Aptech

By Research Desk
about 12 years ago

Aptech was in the limelight after the Board has approved buy back of shares from the open market at a price of Rs.82, which is close to its 52-week high. The will be buying up to 25% of the capital and free reserve of the company as per the audited accounts as on March 31, 2013.The aggregate consideration for buyback will be upto Rs 64.66 crore.

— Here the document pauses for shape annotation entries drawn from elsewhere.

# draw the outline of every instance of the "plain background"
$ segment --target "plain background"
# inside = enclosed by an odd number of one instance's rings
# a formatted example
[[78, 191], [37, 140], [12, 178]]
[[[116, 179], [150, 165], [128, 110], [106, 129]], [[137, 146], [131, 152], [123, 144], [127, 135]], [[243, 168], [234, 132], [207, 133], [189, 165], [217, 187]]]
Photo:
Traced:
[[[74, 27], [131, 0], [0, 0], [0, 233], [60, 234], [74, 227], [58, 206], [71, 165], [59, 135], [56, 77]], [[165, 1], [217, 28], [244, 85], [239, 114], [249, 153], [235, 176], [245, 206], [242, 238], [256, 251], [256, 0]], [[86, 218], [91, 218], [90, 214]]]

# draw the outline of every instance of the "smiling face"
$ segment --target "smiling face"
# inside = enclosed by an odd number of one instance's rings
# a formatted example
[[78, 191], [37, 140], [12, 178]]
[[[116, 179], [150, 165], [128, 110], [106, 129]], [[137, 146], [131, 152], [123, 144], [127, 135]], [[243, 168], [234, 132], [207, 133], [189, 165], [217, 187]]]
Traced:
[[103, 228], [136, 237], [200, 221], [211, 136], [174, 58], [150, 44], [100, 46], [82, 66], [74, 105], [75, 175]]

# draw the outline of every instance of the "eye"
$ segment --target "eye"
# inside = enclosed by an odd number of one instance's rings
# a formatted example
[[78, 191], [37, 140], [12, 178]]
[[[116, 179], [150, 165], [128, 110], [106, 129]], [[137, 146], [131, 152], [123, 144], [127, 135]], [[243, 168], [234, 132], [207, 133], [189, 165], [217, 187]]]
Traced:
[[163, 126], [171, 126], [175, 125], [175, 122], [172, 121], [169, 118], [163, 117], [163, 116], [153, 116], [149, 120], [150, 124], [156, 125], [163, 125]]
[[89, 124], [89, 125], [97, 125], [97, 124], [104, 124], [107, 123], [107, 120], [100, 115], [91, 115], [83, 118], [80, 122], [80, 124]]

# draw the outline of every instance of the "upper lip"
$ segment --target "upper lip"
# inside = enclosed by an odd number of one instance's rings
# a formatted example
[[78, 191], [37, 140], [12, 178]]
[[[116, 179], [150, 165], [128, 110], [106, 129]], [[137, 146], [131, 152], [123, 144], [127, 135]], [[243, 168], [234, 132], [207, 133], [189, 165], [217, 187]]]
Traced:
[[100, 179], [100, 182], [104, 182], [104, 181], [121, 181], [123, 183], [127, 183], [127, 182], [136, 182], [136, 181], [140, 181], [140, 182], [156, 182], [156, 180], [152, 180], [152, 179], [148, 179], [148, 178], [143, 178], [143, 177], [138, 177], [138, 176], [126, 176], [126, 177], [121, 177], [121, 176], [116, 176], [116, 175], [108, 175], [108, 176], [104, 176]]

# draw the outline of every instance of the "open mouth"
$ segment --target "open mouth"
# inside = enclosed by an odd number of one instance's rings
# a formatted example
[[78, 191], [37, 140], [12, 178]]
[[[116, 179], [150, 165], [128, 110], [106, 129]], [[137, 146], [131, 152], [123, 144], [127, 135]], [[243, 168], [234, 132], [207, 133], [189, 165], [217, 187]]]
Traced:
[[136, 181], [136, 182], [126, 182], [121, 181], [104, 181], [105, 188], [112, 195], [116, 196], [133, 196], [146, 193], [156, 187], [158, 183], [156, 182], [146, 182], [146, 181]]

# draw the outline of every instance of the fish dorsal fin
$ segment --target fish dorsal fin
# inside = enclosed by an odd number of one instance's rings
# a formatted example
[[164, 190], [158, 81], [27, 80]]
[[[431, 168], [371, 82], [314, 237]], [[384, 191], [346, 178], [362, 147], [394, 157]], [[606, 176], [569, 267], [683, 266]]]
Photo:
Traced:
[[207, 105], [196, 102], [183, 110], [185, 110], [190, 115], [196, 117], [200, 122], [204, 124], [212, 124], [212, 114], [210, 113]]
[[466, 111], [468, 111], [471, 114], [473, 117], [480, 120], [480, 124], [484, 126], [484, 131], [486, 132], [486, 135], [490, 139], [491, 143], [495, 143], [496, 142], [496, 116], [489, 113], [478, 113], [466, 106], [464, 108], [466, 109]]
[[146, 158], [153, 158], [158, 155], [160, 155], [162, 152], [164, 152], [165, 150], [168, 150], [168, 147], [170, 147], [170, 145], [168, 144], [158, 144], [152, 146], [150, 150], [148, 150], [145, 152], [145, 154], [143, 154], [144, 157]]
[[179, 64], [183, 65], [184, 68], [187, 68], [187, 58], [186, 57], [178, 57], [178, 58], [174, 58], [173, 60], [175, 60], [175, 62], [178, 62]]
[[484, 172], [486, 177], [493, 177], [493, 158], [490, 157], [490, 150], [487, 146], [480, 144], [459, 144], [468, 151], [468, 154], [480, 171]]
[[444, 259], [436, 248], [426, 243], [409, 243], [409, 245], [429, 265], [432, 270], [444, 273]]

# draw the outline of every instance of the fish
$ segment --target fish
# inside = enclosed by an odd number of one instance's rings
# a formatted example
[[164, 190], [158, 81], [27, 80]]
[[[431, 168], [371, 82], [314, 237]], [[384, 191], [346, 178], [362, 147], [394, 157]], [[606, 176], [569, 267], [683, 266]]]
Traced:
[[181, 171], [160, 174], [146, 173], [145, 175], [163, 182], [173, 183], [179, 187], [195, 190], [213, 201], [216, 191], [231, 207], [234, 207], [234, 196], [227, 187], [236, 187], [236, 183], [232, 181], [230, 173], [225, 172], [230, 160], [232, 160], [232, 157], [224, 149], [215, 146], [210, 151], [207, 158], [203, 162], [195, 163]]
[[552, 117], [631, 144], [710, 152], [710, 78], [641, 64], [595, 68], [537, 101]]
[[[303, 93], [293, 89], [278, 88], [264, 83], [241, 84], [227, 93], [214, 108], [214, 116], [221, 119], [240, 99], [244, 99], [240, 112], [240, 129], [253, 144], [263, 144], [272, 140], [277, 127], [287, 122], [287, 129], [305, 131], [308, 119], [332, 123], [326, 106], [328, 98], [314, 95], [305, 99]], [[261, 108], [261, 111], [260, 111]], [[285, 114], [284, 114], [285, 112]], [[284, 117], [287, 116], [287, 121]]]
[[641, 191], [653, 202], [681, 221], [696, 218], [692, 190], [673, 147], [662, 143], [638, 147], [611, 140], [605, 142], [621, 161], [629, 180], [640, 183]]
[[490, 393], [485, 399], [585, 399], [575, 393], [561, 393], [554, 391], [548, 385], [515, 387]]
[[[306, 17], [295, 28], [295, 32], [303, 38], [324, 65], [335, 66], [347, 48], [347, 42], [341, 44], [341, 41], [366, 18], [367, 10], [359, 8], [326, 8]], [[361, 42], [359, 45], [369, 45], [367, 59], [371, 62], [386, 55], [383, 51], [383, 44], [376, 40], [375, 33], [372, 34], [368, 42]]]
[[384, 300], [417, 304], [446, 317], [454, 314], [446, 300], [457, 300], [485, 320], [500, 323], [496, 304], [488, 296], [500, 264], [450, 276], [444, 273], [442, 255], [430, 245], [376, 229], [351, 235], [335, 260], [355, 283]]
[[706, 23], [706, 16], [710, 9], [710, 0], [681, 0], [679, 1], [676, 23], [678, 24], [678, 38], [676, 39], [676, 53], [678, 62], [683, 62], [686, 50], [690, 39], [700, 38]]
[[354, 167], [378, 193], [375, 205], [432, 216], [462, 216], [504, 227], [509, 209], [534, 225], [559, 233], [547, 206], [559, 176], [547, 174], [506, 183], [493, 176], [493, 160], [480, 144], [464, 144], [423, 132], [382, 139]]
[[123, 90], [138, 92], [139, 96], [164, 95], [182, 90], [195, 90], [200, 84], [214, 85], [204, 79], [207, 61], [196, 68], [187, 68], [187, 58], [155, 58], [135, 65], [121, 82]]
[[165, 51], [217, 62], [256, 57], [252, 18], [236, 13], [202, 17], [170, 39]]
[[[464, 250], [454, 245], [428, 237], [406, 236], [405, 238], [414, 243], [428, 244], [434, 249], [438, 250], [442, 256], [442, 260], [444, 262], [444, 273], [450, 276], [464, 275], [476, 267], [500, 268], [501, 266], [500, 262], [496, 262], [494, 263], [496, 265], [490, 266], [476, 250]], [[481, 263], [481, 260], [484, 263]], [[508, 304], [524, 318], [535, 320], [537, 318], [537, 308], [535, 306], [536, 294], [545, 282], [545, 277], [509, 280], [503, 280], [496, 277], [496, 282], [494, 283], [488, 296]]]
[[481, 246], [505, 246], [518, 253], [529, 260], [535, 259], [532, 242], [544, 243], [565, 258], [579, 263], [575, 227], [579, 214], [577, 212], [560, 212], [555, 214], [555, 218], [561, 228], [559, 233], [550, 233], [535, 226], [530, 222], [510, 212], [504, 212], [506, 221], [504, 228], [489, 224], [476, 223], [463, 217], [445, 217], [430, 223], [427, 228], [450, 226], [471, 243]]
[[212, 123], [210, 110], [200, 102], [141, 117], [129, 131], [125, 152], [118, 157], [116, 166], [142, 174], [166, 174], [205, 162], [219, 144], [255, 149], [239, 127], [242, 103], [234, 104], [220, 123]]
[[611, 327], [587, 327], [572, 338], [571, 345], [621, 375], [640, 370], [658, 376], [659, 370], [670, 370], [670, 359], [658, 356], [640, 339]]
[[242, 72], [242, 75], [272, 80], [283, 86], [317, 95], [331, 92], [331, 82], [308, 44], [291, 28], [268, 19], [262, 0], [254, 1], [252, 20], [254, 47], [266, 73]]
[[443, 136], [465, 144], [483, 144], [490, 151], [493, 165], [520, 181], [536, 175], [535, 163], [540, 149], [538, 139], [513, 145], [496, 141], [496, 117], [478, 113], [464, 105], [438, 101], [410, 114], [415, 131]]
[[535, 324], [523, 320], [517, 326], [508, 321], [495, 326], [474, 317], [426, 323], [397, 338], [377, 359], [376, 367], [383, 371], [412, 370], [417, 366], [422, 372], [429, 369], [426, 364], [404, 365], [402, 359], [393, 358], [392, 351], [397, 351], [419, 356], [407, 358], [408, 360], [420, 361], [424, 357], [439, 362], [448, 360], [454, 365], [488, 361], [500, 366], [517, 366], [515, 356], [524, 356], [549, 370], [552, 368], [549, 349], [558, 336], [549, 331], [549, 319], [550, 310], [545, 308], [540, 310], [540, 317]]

It also declared its numbers for quarter ended 31st March 2013, wherein it posted a 58% (YoY) rise in consolidated net profit at Rs.15.54 crore. More than operational efficiency, this surge was more on account of a one-time gain of Rs.8 crore due to sale of premises. The growth in total income was relatively realistic at Rs.48 crore, up 19% (YoY). For FY13, the company’s income from operations was down 3% at Rs.169 crore and net profit came in at Rs.31 crore, down 59%. And this was despite the exceptional gain. Its tax outgo for the year at Rs.7 crore more or less nullified the effect of the gain of Rs.8 crore. The company has declared a final dividend of Rs.4 per share on Rs.10 face value. As at 31st March 2013, promoters stake was at 38.56%, which is to be now eventually increased. FIIs have also marginally increased their stake in the company from 4.24% in Q3 to 5.67% in Q4 and DIIs stake has risen from 0.21% to 0.31%. Rakesh Jhunjhunwala, with his wife and through his company hold 34.96% stake.